私はうっすらと笑って、両手をゆっくり持ち上げてみせた。
「うん、さっきよりはマシになった」
半日という効果時間だけに、薬が抜け始めるのも大分早いらしい。
これなら…と自力で降りようとしたその瞬間、
「あっ……!」
足に力が入らずふらりと体が傾いだ。
崩れ落ちそうになった身体を、ゼロの腕がすぐに支えてくれる。
「無理するな。まだ、思うように動けないんだろ」
「………ごめん」
か細く謝る私に、ゼロは何も言わなかった。
ただ静かに、そして迷いなく、私の身体を再び横抱きにする。
歩くたびに揺れる、少し乱れた前髪。
その横顔をそっと見上げて、そして、目を伏せた。
心臓の音が、ゼロの胸の鼓動と重なって、少しだけ落ち着いた気がした。
玄関の鍵を開けて、彼は私を抱いたまま家の中へ入る。
寝室のベッドの縁にそっと私を降ろすと、目の前に跪き、私の足元に手を伸ばした。
煌びやかなパンプスが、片方ずつ脱がされていく。
「……本当に、ごめんなさい」
ゼロが無事だった。
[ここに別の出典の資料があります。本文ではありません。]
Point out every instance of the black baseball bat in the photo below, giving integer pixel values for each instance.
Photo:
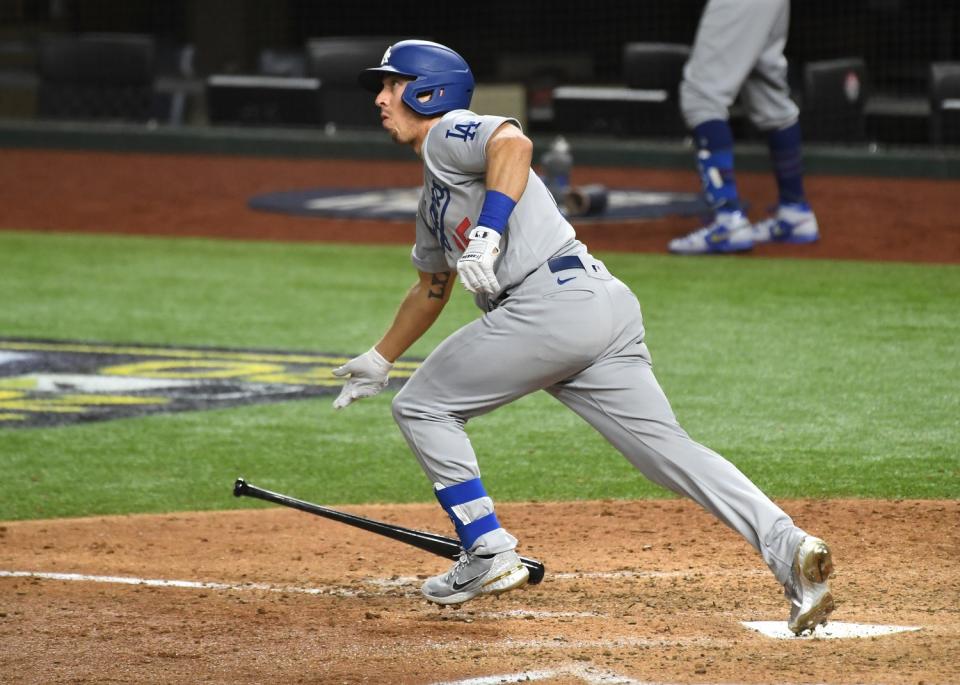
(430, 542)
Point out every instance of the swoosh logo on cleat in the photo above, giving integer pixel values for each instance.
(459, 586)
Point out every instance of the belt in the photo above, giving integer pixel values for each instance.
(566, 262)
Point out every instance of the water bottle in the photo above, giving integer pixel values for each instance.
(556, 163)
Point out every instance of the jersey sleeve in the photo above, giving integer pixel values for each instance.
(458, 144)
(427, 254)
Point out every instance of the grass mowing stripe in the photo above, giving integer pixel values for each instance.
(816, 378)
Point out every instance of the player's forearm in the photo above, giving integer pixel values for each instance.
(418, 311)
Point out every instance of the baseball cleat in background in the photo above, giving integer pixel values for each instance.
(788, 223)
(473, 575)
(729, 232)
(809, 591)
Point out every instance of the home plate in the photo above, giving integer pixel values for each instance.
(832, 631)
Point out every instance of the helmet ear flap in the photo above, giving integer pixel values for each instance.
(436, 71)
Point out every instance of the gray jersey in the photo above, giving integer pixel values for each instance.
(454, 186)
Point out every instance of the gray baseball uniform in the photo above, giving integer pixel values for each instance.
(561, 323)
(738, 49)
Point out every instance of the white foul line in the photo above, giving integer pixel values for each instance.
(588, 674)
(193, 584)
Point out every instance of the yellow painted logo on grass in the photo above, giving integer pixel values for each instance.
(48, 382)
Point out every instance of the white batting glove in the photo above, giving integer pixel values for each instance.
(475, 265)
(367, 377)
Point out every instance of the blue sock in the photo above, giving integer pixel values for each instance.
(714, 141)
(787, 163)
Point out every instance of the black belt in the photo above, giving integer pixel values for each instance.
(567, 262)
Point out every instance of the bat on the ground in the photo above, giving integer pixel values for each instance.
(430, 542)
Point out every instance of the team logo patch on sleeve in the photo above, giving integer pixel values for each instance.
(50, 382)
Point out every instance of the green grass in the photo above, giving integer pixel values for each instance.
(817, 378)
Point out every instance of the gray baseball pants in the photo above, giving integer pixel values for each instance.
(738, 50)
(578, 334)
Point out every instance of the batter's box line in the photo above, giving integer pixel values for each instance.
(588, 674)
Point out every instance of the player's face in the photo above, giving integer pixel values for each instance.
(402, 123)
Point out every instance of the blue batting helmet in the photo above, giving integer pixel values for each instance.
(435, 69)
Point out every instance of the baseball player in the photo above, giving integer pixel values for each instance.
(738, 50)
(553, 319)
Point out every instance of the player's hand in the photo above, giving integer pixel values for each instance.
(367, 377)
(475, 265)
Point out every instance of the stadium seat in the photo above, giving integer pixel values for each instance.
(834, 96)
(945, 103)
(647, 106)
(256, 100)
(336, 61)
(96, 76)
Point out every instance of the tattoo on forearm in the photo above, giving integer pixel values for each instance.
(438, 285)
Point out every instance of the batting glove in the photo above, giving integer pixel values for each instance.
(475, 265)
(367, 377)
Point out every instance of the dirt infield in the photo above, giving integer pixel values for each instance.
(635, 592)
(650, 592)
(911, 220)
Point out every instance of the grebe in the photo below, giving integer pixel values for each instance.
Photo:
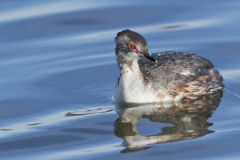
(161, 77)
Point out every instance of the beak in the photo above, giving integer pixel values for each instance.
(149, 57)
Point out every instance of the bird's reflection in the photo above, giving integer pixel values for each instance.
(189, 120)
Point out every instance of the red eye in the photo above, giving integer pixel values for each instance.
(133, 46)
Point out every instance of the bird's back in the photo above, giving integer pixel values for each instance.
(181, 73)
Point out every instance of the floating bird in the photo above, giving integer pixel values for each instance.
(161, 77)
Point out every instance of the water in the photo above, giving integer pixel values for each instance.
(58, 73)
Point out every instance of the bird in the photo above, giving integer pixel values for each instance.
(162, 77)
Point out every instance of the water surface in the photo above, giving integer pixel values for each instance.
(58, 72)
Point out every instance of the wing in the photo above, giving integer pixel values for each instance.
(181, 73)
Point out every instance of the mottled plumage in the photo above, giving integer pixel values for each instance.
(181, 73)
(165, 76)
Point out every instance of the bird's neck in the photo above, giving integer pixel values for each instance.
(130, 70)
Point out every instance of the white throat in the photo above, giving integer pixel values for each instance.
(131, 87)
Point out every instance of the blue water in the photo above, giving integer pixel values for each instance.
(58, 73)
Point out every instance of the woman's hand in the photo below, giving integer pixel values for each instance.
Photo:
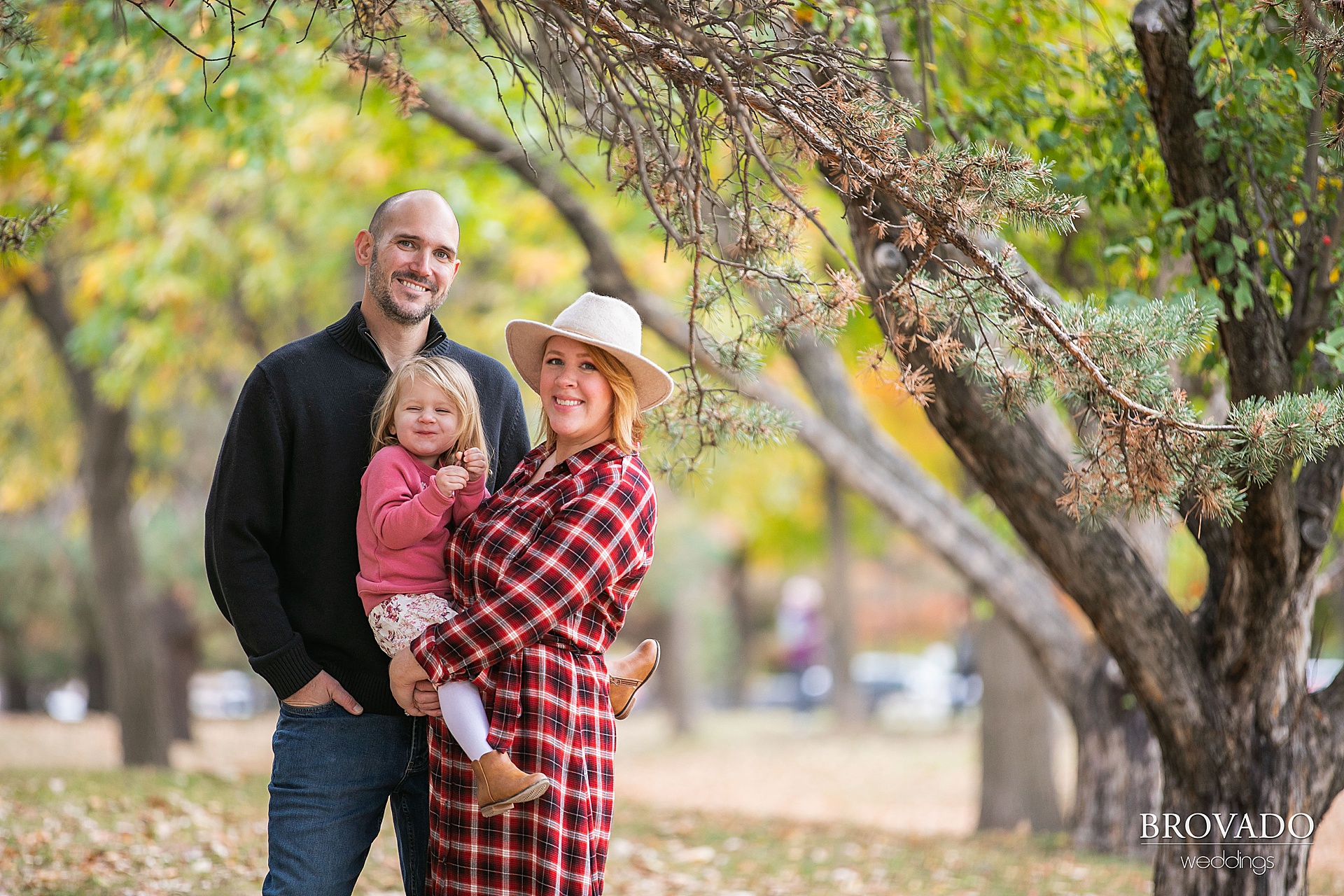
(451, 479)
(403, 673)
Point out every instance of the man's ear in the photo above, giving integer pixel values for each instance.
(363, 248)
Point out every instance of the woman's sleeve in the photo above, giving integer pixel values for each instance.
(400, 514)
(597, 539)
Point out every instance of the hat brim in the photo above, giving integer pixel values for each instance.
(527, 340)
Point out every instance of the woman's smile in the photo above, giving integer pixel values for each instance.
(578, 398)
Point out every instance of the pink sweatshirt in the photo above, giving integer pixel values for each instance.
(402, 527)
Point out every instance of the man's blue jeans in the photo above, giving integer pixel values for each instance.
(332, 777)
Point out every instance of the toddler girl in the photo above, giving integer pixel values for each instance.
(428, 473)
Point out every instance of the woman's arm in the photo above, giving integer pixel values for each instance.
(401, 514)
(600, 538)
それだけで、もう十分だ。
だが、あまりに私が足手まといすぎた。靴を脱ぐことさえ、自力では出来ない。
……本当に、情けない。
「……いや、は何も悪くない。全部僕のせいだ」
そう言いながら、彼は私の頬に手を添える。そして、優しく、小さく「……ごめん」と零した。
そのまま両手が私の耳を塞ぐ。強く、確かに。
「……え…」
突然、音が消えた。
何も聞こえない。
何が起きたのか分からなくて、私はゼロを見つめる。
ゼロは立ち上がりながら、私を見つめ返し、何か言葉を話していた。
けれど、聞こえない。言葉が届かない。